In reply to the queries above:

what happened was that after 2 days of KBr/DMSO/H2SO4 and sassy the NMR showed that the double bond had been broken but there was not the right number of Hs. (one less than required)

Importantly there was no crucial CH3 group which would imply a 2-bromo compound.
While the NMR was complex, it was inferred based on Osmium's suggestion that Br2 would be formed by the H2SO4, that a 1,2-dibromo compound was formed.

What was interesting about this reaction that an NMR done after only one days reaction time showed an approx 50:50 mixture of the alleged dibromo and sassy; proving 2 days is required.
The methlyenedioxy bridge was also unharmed.

The suggestion that H3PO4 is used instead did NOTHING. What i have been asking for ages is whether heat is required for H3PO4 to make HBr from a salt?? anyone??

Additionally a NaI/H3PO4/DMSO and psuedo mixture also has some interesting applications.

[Osmium]

> what happened was that after 2 days of KBr/DMSO/H2SO4 and sassy the
> NMR showed that the double bond had been broken but there was not the
> right number of Hs. (one less than required)
>
>  Importantly there was no crucial CH3 group which would imply a 2-bromo compound.

Sounds like allyl substitution to me, leading to a product like this:

R-CH=CH-CH2Br, or maybe even some R-CHBr-CH=CH2.

I'm not sure, but I would expect the allyl to show up at another shift than an alkene, especially when conjugated.
Could one of them explain your findings? Are you sure that the stuff you tested is not a mixture of several compounds?

[Biscuit2]

Well from what i was told; there were no CH=CH hydrogens at all; that was clear.

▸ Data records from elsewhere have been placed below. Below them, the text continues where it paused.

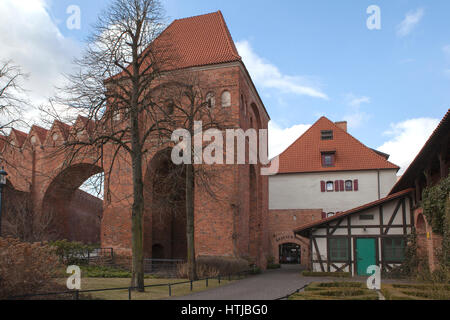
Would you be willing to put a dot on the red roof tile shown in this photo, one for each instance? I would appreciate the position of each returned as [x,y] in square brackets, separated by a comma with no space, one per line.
[308,226]
[198,41]
[305,154]
[20,135]
[425,156]
[41,132]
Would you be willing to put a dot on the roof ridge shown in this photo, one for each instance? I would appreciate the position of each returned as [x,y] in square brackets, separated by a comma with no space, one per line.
[301,136]
[362,144]
[196,16]
[230,41]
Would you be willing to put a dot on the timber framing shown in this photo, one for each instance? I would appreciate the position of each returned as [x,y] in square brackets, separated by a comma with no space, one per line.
[391,221]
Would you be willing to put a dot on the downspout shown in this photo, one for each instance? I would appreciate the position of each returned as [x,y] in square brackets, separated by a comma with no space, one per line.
[379,187]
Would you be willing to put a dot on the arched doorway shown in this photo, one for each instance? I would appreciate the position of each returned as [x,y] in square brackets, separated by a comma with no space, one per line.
[290,253]
[71,213]
[165,209]
[421,232]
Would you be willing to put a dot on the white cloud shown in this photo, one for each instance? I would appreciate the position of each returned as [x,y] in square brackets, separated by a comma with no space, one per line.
[411,20]
[32,40]
[267,75]
[281,138]
[355,101]
[407,139]
[356,117]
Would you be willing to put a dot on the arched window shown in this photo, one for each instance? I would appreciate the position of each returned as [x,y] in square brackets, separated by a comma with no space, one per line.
[349,185]
[226,99]
[330,186]
[211,100]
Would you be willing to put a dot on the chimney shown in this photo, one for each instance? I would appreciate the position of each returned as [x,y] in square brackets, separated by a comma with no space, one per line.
[342,125]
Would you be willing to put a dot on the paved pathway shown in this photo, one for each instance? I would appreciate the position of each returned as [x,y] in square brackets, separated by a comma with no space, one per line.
[269,285]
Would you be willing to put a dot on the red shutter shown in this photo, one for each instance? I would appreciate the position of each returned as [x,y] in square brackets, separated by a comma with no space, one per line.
[342,185]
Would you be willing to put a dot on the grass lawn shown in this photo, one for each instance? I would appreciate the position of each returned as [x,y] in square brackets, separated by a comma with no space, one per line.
[150,293]
[343,290]
[416,291]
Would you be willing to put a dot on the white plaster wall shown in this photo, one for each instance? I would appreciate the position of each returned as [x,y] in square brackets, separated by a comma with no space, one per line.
[302,190]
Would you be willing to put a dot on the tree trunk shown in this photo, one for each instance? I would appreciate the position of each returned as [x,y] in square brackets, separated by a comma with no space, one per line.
[190,182]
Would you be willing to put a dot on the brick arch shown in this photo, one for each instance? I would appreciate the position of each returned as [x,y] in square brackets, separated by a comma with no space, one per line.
[63,201]
[164,212]
[289,237]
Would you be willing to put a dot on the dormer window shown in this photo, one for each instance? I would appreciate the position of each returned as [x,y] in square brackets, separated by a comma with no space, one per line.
[211,100]
[327,134]
[330,186]
[328,159]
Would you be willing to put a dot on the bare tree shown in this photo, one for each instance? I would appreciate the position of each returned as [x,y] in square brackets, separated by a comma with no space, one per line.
[113,92]
[11,98]
[186,101]
[21,222]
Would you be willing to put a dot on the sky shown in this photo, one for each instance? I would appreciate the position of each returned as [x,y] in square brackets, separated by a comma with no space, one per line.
[307,58]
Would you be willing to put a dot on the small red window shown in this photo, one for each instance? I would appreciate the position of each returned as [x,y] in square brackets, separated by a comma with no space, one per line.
[327,160]
[356,185]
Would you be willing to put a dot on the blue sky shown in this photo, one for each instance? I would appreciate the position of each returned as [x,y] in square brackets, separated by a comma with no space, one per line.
[307,59]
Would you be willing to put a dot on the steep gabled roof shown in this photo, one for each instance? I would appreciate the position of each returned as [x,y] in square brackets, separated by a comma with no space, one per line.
[20,136]
[199,41]
[305,154]
[425,156]
[303,229]
[40,132]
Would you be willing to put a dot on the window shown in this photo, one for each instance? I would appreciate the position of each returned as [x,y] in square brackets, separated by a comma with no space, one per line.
[211,100]
[349,185]
[327,135]
[327,159]
[226,99]
[338,249]
[394,249]
[330,186]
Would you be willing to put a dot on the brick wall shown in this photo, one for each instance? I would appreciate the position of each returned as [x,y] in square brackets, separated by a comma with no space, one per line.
[281,226]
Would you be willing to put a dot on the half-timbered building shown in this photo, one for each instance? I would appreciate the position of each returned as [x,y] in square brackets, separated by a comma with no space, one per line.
[372,234]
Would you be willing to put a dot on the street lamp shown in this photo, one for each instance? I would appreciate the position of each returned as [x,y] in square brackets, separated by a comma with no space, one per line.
[3,175]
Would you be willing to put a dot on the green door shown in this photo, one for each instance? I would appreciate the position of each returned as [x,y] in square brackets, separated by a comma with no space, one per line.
[365,255]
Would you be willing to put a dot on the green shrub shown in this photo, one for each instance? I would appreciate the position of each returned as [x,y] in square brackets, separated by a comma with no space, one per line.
[327,274]
[28,268]
[72,252]
[213,266]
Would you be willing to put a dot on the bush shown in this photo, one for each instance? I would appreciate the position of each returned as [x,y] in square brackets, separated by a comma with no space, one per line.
[72,252]
[27,268]
[214,266]
[327,274]
[104,272]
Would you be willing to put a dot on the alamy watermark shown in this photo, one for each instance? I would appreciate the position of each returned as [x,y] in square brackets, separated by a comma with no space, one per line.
[73,22]
[374,20]
[208,148]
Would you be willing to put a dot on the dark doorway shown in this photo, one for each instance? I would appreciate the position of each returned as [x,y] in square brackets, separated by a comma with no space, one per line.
[290,253]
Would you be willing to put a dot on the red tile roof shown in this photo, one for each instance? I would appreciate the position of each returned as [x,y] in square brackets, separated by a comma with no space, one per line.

No it cannot be said that there was nothing else in there but the integration for the Hs was just too exact.

Excluding the aromatic and methylene hydrogens, the integration was definitely 5 and not 6 or 4 Hs.

Plus the single hydrogen appeared to be split into 5 tiny peaks; hence 4 adjacent hydrogens.
The benzylic hydrogens were unmistakenly present also and unaltered expect a slight shift; 1,2-dibromo is the only thing i was told that it could be.

But whatever the case there was definitely NO CH3 group.

Basically all the signals were as expected EXCEPT the terminal methyl group; which if was a -CH2-Br group the Hs would be diastereotopic and complex right?